И странно было, что маленький Воротаев, в котором едва теплилась жизнь и, казалось, просвечивала от потери крови, переходил от одной группы к другой, подбадривая бойцов добрым словом, шуткой.
Он жестоко страдал от ран и, может быть, никогда еще так не жаждал жизни, как в эти минуты. Он чувствовал, что умирает, что жизнь уходит вместе с теплом и кровью из его жил.
Когда началось это умирание? То ли сегодня днем, когда Воротаева впервые ранило, то ли попозже, когда осколок вонзился ему в бок и Воротаев заткнул рану серой ватой, выщипанной из-под подкладки матросского бушлата? Может быть, это умирание началось еще вчера, когда он узнал, что снаряды на исходе, или много раньше, когда батарея была окружена…
Нет, подумал Воротаев, то было не умирание, а жизнь, настоящая жизнь. Разве он жил когда-либо такой глубокой, полной жизнью, как в этот короткий отрезок времени? Никогда. Ведь он испытал все чувства, доступные человеческому сердцу: он любил, надеялся, страдал и ненавидел, и мысль его достигла той вершины, с которой виден весь мир и будущее его. Всю свою жизнь Воротаев любил людей, воевал ради людей, боролся ради их будущего, верил в них и теперь, умирая, был полон забот и дум о них.
И все же он умирал с печальным сознанием, что из всего того большого, что хотел и мечтал сделать, он сделал очень мало. Он отвоевал у врага какое-то время, вот и все. А он всю жизнь мечтал о подвиге. Поистине, скромность его была безгранична.
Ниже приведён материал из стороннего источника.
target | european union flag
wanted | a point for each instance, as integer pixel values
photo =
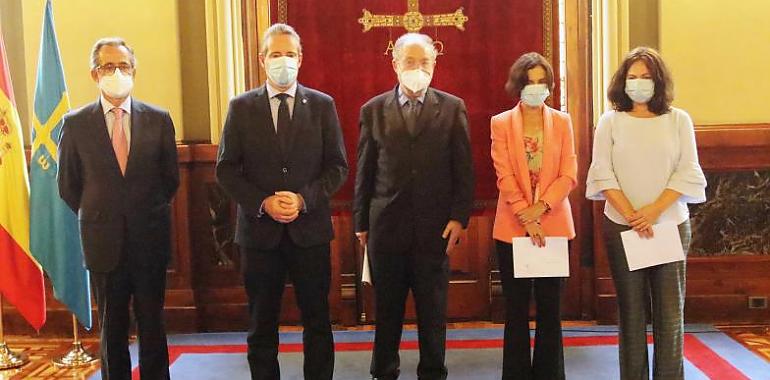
(54, 232)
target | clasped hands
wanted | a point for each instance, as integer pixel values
(284, 206)
(641, 220)
(530, 219)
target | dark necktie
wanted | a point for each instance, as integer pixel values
(283, 123)
(411, 112)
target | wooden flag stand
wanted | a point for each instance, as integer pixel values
(8, 358)
(77, 356)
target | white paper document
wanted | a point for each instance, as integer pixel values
(366, 275)
(530, 260)
(665, 246)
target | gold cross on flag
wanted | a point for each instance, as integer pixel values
(413, 20)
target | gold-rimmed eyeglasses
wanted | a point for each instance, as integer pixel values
(109, 68)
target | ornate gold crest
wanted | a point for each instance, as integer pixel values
(5, 134)
(413, 20)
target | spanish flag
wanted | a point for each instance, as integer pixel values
(21, 278)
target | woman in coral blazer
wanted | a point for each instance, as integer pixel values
(536, 166)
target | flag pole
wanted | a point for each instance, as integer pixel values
(77, 356)
(8, 358)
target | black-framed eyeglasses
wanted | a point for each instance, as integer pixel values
(109, 68)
Как легендарный рыцарь, который пошел искать по свету свою судьбу и прошел мимо нее, не узнав ее в образе нищего, стоявшего у ворот его замка, так и Воротаев, встретясь лицом к лицу, не узнал своего великого подвига.
Он всячески противился смерти, держась на ногах и подбадривая себя: «Я - как старый слон, лягу - не встану».
Люди, окружавшие его, видели, что он умирает. В их отношении к нему появилось что-то бережное. Они старались держаться к нему поближе, чтобы слышать его тихий голос, чтобы ему не нужно было повторять команды. Они предупреждали малейшее его намерение и желание. А Федя, увидев, как Воротаев глотает снег, чтобы погасить сухой жар в глотке, принес ему полную бескозырку чистого снега, набранного в лощине, где незримо роились пули, обдавая лицо ветерком.